What is the Higgs field exactly? Maybe the ether still has to be reborn? What are those theorethical H-spinors?

7:38 AM  
Blogger Ulla said...

http://physicsworld.com/cws/article/news/42270
http://arxiv.org/abs/1004.0386

However, a team of researchers, led by Chris Belczynski report that these projects have taken the wrong option, saying that double black hole systems may be far more common than previously thought. The reason is related to stars' metallicity, which is the fraction of elements that are heavier than helium.
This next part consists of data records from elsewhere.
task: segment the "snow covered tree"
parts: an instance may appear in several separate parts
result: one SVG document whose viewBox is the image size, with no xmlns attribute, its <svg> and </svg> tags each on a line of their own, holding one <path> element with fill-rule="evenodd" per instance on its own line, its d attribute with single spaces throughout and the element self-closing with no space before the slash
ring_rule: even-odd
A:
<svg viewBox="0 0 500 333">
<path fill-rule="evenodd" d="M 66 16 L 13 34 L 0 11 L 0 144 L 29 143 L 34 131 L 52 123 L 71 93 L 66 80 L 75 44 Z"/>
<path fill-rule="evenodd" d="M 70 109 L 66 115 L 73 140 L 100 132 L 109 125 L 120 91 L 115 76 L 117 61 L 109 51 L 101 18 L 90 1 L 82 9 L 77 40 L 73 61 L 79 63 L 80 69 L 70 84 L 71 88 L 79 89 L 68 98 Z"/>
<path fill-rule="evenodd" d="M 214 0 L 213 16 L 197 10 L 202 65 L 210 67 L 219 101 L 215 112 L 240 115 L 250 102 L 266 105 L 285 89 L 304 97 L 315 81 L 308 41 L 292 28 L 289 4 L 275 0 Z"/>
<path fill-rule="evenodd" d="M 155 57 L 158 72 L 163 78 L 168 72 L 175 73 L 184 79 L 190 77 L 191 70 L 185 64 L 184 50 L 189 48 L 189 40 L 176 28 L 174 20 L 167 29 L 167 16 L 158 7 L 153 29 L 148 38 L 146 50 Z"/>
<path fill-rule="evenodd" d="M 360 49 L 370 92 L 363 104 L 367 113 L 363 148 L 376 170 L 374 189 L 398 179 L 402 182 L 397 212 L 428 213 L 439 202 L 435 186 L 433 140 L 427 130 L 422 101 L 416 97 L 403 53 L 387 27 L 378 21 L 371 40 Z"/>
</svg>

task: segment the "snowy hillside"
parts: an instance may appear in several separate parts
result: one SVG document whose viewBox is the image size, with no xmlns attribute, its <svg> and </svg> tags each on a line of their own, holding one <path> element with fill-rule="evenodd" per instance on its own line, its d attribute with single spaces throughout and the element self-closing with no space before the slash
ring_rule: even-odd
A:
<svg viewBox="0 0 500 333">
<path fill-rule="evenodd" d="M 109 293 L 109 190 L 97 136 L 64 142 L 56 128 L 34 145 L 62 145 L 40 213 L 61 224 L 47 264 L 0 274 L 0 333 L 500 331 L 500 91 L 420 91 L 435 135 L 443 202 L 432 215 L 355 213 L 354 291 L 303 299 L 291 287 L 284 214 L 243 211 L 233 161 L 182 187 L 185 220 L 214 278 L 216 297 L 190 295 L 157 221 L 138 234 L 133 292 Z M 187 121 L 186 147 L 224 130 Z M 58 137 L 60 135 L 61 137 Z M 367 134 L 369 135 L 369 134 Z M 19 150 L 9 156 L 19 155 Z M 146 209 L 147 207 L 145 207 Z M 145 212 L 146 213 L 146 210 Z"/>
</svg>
The lower the metallicity the less mass is lost at the end of the star's life and therefore the black holes that form are more likely to survive to become a black hole binary.

The finding is particularly significant given the sensitivity of black hole binary formation to changes in metallicity. "If you reduce metallicity by a factor of ten then you increase the number of black hole binaries by a hundred or a few hundred times,"

8:53 AM  
Blogger Ulla said...

http://www.sciencemag.org/cgi/content/abstract/science.1186212

we propose that the growth of the solid core implies an eastward drift of the material, driven by crystallization in the Western Hemisphere and melting in the Eastern Hemisphere.

9:10 AM  
Blogger Ulla said...

If magnetic monopoles exist, they probably formed just after the Big Bang that is thought to have started off our universe. Back then, when all of space was much hotter and denser than it is today, there might have been enough energy to form monopoles.

From http://www.livescience.com/strangenews/lhc-magnetic-monopole-100331.html

What if that magnetic monopole is pronounced 'primordial black hole'? There are a difference in size but how is it in theory?

Or could it be pronounced 'wormhole'?